Что ж, хочу посмотреть, не больше ли проку в их противниках. Лучше быть Ришелье, нежели Катилиной. Если монархия готова воспользоваться услугами людей крепкого закала и бесстрашной мысли, как знать, быть может, она еще выиграет время? Ты же сам видишь, что пора революционных деятелей еще не настала. Итак, договоримся: я предоставляю себя в твое распоряжение; ты согласен?
— А если я соглашусь, какие действия от меня потребуются? — спросил Юлиус.
— Если ты согласишься, мы сегодня же вечером или самое позднее завтра утром отправимся вдвоем в Германию. А как только приедем, доверься мне полностью: действуя, как я скажу, ты за неделю совершишь, может быть, больше, чем за всю прошлую жизнь. Да и я тоже разом наверстаю все свои сорок понапрасну потерянных лет.

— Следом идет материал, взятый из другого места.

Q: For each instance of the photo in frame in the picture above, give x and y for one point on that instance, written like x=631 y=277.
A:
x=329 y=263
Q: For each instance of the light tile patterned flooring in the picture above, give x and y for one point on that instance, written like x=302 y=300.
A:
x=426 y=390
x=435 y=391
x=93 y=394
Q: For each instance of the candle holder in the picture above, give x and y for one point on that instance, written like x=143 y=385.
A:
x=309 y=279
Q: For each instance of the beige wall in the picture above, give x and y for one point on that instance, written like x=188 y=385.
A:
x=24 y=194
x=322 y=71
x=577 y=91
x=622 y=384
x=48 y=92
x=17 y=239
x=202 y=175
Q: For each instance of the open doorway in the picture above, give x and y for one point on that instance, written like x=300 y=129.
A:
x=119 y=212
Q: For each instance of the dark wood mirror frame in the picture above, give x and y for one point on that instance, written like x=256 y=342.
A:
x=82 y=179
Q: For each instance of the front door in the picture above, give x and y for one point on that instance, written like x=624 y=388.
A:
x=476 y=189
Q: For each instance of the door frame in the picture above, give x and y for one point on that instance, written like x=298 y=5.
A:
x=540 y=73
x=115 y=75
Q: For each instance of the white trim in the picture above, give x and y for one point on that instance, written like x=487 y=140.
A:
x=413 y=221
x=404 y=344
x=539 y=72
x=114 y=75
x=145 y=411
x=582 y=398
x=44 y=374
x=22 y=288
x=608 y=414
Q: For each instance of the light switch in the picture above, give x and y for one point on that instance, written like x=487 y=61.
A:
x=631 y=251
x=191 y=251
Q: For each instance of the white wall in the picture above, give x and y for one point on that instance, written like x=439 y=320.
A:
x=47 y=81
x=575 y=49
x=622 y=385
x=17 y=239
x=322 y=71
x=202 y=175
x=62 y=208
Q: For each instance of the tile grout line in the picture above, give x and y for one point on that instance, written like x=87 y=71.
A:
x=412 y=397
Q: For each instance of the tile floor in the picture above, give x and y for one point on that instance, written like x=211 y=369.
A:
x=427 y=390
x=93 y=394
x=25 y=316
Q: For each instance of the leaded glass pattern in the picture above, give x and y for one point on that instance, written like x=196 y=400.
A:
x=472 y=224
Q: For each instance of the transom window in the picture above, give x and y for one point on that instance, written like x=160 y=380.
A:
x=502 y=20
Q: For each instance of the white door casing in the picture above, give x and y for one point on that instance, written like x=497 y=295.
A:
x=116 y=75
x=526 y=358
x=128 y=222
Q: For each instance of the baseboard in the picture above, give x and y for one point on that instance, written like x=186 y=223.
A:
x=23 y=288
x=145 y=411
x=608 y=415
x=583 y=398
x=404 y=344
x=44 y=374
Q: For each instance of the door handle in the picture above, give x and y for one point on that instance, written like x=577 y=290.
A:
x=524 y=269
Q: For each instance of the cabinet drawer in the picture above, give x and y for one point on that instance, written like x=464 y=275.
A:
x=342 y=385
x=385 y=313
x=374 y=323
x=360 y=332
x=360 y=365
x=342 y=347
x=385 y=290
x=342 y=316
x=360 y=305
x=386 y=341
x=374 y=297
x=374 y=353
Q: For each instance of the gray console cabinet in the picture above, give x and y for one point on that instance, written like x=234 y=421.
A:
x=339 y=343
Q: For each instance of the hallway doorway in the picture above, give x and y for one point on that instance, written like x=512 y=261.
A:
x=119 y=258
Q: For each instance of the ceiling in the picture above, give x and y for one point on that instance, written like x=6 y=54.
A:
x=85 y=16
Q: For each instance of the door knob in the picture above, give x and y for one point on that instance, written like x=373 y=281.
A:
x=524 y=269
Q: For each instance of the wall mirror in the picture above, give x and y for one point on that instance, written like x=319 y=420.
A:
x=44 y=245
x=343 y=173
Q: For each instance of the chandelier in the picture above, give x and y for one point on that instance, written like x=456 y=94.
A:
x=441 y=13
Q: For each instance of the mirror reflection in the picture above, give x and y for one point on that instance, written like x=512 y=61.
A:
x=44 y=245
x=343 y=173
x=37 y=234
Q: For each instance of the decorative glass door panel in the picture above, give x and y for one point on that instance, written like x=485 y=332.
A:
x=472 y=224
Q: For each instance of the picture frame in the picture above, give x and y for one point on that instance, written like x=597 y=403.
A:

Ну же, отбрось ребяческие сомнения! Ты принесешь одновременно пользу своему отечеству и своему другу. Что до вождей Тугендбунда, мы для начала поставим условие, чтобы им была сохранена жизнь. Это должно избавить тебя от последних колебаний. Так что же, ты согласен? Говори!

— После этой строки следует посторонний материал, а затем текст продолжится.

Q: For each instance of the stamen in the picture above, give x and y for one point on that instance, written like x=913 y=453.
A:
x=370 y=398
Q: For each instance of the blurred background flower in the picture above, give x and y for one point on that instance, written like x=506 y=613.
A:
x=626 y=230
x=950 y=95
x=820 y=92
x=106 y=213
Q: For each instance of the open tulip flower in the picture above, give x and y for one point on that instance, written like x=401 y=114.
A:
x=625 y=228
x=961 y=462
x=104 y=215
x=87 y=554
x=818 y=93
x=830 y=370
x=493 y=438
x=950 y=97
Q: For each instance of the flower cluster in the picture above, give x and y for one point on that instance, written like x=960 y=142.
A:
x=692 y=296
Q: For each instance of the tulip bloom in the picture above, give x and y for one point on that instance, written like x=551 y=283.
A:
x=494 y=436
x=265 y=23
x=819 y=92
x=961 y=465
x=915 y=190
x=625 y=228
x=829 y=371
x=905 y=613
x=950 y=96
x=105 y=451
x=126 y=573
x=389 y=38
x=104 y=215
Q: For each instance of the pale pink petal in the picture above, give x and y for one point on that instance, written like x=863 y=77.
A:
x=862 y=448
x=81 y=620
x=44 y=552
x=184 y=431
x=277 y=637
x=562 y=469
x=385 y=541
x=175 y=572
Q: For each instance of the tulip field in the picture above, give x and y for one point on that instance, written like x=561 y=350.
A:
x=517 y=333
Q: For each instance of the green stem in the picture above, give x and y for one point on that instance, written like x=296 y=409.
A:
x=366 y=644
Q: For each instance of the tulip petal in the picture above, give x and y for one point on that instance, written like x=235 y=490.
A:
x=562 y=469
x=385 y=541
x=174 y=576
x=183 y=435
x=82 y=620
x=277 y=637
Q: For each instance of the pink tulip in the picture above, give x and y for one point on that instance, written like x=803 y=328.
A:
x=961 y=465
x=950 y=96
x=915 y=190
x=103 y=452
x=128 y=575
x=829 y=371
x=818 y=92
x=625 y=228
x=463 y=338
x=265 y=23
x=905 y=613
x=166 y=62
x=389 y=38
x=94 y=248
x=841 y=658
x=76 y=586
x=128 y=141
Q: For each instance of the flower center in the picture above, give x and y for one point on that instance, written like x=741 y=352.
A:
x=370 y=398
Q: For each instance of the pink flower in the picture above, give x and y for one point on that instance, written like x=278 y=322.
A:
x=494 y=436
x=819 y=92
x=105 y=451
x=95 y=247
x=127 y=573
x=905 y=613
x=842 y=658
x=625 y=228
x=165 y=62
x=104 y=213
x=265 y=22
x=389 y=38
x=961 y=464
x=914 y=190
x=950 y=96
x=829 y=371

— Однако это долгое, утомительное путешествие, — заметил граф фон Эбербах. — Доживу ли я до его конца при том, насколько я изнурен?
— Тебя только это смущает? — спросил Самуил. — Я приготовлю тебе укрепляющий состав, чтобы поддержать сердце и придать бодрости.
— А, укрепляющий состав? — повторил Юлиус, оживляясь, как будто давно ждал этого слова.
— Будь покоен, это средство, для здоровья ни в коей мере не опасное.
— Что ж, тогда согласен, — сказал Юлиус. — Ведь я уже говорил, что слепо вверяюсь тебе. Делай со мной что хочешь.
— В добрый час. Когда ты предпочитаешь ехать — сегодня вечером или завтра утром?
— Я прошу тебя оставить меня одного до завтрашнего утра.
— Хорошо. Только надо еще позаботиться о своевременном отправлении курьера из посольства; лучше бы уже сегодня послать туда записку, чтобы те части королевской армии, что стоят в Гейдельберге, были предоставлены в твое распоряжение.
— Я тотчас напишу и отдам письмо тебе. А ты уж позаботишься об его отправлении.
— Пока ты будешь писать, я приготовлю твое укрепляющее средство. Это дело пяти минут.
И Самуил вышел в соседнюю комнату, чтобы послать лакея к аптекарю.
Через пять минут он снова вошел к Юлиусу.
— Вот твое письмо, — сказал ему граф фон Эбербах.
— А вот твое снадобье, — отвечал Самуил Гельб.
— Кстати, — заметил Юлиус, — я не сообразил обсудить это с тобой прежде чем писать, а напрасно. Ты не ставишь никаких предварительных условий?
— Нет; я прошу только, чтобы мне помогли взобраться на коня. А уж оказавшись в седле, я, будь покоен, ускачу далеко.
— Это тебе обеспечено.
— Что ж! Стало быть, я бегу в посольство. Завтра в девять утра я буду ждать тебя у подъезда в экипаже. Подготовься к этому времени.
— О, я всегда готов.
Когда Самуил вышел, Юлиус промолвил:
— Ступай, твоя игра проиграна. Я вижу твои карты, а ты моих не видишь.
Он взял снадобье и часть его вылил в стакан.
Потом, открыв секретер, достал оттуда маленькую склянку и каплю ее содержимого добавил туда же.
Снадобье не изменило цвета.
— Это и вправду укрепляющее, — пробормотал Юлиус. — Для другого пора еще не пришла. Я сомневался, но напрасно: я ему еще нужен.
И он выпил микстуру.
Что до Самуила, то он по дороге в посольство тихонько посмеивался и говорил себе: «Оставить игру, бросить карты в час, когда обычным игрокам кажется, будто победа за ними; перейти на сторону побежденных в миг, когда они готовы все отдать, лишь бы отыграться или хоть уменьшить потери; получить таким образом из рук изнывающей от нетерпения монархии за один день такую власть, какой медлительная свобода, быть может, не принесла бы мне и за двадцать лет; разом обеспечить себе доверие Юлиуса благодаря своему отступничеству и его состояние благодаря его кончине; единым стремительным ударом завоевать богатство и могущество, утолить свое честолюбие и свою страсть — право, недурно! Какая блистательная комбинация и до чего грандиозный соблазн! Самуил Гельб, ты вновь обретаешь себя, ты возвышаешься!»